Other Interesting Information: 

Even though Chaga mycelium that is cultivated on grain has some betulinic acid, it is much higher when found on Birch trees. Since Birch trees also contain Betulinic acid, there may be a synergetic effect going on as the Chaga holds onto and somehow processes this compound to make it more bioavailable to us. This occurrence seems to play a significant role in Chagas cancer fighting magic. 

Possible Contraindications

Oxalates: there seems to be a relatively high amount of oxalates in Chaga, which may cause contraindications to emerge in the future (especially for use with those with kidney disorders). It does seem though that the traditional method of simmering/boiling and straining the chaga, rather than consuming the powder whole, can significantly reduce the risk of ingesting excessive oxalates. 
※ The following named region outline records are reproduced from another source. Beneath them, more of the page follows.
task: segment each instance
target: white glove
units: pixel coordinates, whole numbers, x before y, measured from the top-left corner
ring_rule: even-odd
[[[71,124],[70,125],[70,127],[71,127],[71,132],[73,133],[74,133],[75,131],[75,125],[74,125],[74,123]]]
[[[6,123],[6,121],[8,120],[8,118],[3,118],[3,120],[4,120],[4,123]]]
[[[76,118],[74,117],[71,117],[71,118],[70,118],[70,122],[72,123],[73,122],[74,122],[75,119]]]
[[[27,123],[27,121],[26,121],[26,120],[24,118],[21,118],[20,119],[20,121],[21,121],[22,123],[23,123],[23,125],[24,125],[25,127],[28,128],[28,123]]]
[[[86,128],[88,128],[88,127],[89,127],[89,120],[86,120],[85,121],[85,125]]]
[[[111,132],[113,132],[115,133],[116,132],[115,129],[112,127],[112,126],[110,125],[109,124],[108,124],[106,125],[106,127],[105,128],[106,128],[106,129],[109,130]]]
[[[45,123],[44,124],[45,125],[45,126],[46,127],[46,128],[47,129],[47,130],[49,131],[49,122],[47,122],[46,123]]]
Immune stimulation: even though Chaga can beautifully balance the immune system, it can also have an immune stimulating effect as well which could potentially interfere with medications that purposefully suppress immune function.

Chaga Coffee Recipe by Tania Oceana
Chaga Coffee Recipe by Tania Oceana

BONUS RECIPE

It’s super simple to add Chaga into your favorite black tea or coffee latte!

Simply add 1-2 tsp of strong Chaga Tea (see extraction methods above) or 1-2 dropperful (aprox. 1-2 ml) to your tea or coffee before adding creamer. Stir in and add creamer, optional sweetness and other additions like cinnamon powder!

Sources

  1. “Deciphering the antitumoral potential of the bioactive metabolites from medicinal mushroom Inonotus obliquus” https://pubmed.ncbi.nlm.nih.gov/32877719/
  1. Medicinal Mushrooms with Christopher Hobbs (lecture)
  1. The Mycophile Volume 47:1 The Chaga Story by Ron Spinosa
  1. “Bioactivity-based analysis and chemical characterization of cytotoxic constituents from Chaga mushroom (Inonotus obliquus) that induce apoptosis in human lung adenocarcinoma cells” https://www.sciencedirect.com/science/article/abs/pii/S037887411831403X
  1. Vital Ways School – Notes taken
  1. Inhibitory effects of a polysaccharide extract from the Chaga medicinal mushroom, Inonotus obliquus (higher Basidiomycetes), on the proliferation of human neurogliocytoma cells. Ning XB, Qi Luo Q, Li C, Ding ZY, Pang J, Zhao C. Int J Med Mushrooms. 2014;16(1):29–36.
  1. Chaga mushroom extract inhibits oxidative DNA damage in human lymphocytes as assessed by comet assay. https://www.ncbi.nlm.nih.gov/pubmed/15630179
  1. Savage GP, Nilzen V, Österberg K, Vanhanen L. 2001. “Soluble and insoluble oxalate content of mushrooms”. International Journal of Food Sciences and Nutrition 53: 293- 296.